Arguments that "can't be fleshed out further" don't really exist if what I called "Zermelo's thesis" is correct and all mathematics can ultimately be reduced to proofs in set theory, but the details can be very daunting (over and above the usual drudgery involved in formalizing NON-visual proofs), so that a "visual proof" can have an ESSENTIAL advantage over a proof formalized in set theory. But in many cases the fleshing-out may NOT have actually been done (i.e. there may have been an implicit reliance on Zermelo's thesis just as computer scientists often rely on Church's thesis to avoid details), and I solicit examples of such.
As I did in 1999, I will describe two "visual proofs" on this text-based forum without giving any pictures, which is not paradoxical because my point is that the proofs are easier to follow (to an extreme degree) if you are able to "picture them", and those who have poor visual imaginations will be greatly handicapped in translating my descriptions (which are textual objects) into formalized proofs (which are also textual objects).
Example Theorem 1: The connected sum operation on knots is commutative.
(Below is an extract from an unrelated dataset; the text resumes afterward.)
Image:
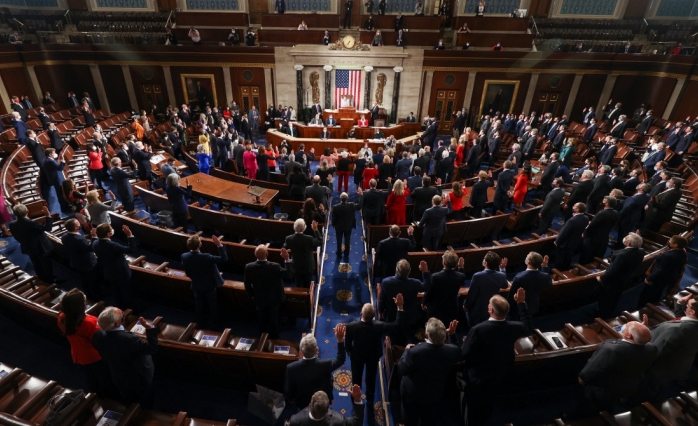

Description of visual proof: shrink the first knot down so small that it can be moved along the loop around and past the second knot, then blow it up again.
The actual "visual proof" might be an animation showing this operation. And of course, in this case it is not VERY difficult to convert the visual proof into a fully formalized one. But I maintain that the effort involved in such a formalization is disproportionate -- that a person who simply accepts the simple visual proof as valid based on her visual intuitions without bothering to go through all the details of formalization may still claim to KNOW THE THEOREM TO BE TRUE, and there is nonthing unmathematical or insufficiently rigorous about her attitude, she believes the connected-sum theorem FOR THE RIGHT REASONS.
Example Theorem 2: Every polygon is cut-and-paste equivalent to a square.
Description of visual proof: diagrams showing decomposition of the polygon into triangles by drawing diagonals, conversion of triangles into rectangles by a 3-piece dissection [very easy and obviously general-enough diagram], conversion of rectangles into arbitrarily longer-skinnier rectangles by a succession of 3-piece dissections [easy diagram which allows you to make a rectangle anywhere up to twice as long and half as wide], making all the rectangles as long as the longest, stacking them up into a single rectangle, then converting it into a square by reversing the 3-piece dissection to make a rectangle shorter and fatter instead of longer and skinnier (as many times as necessary since each 3-piece dissection can only give a rectangle twice as short-fat as the previous).
I claim that the reasoning involved in these proofs is valid and rigorous and something important is lost when they are converted into sententially formalized arguments. That they (and, in our experience, all such visual arguments) CAN be so converted is an empirical and highly nontrivial sociological and epistemological fact about mathematics.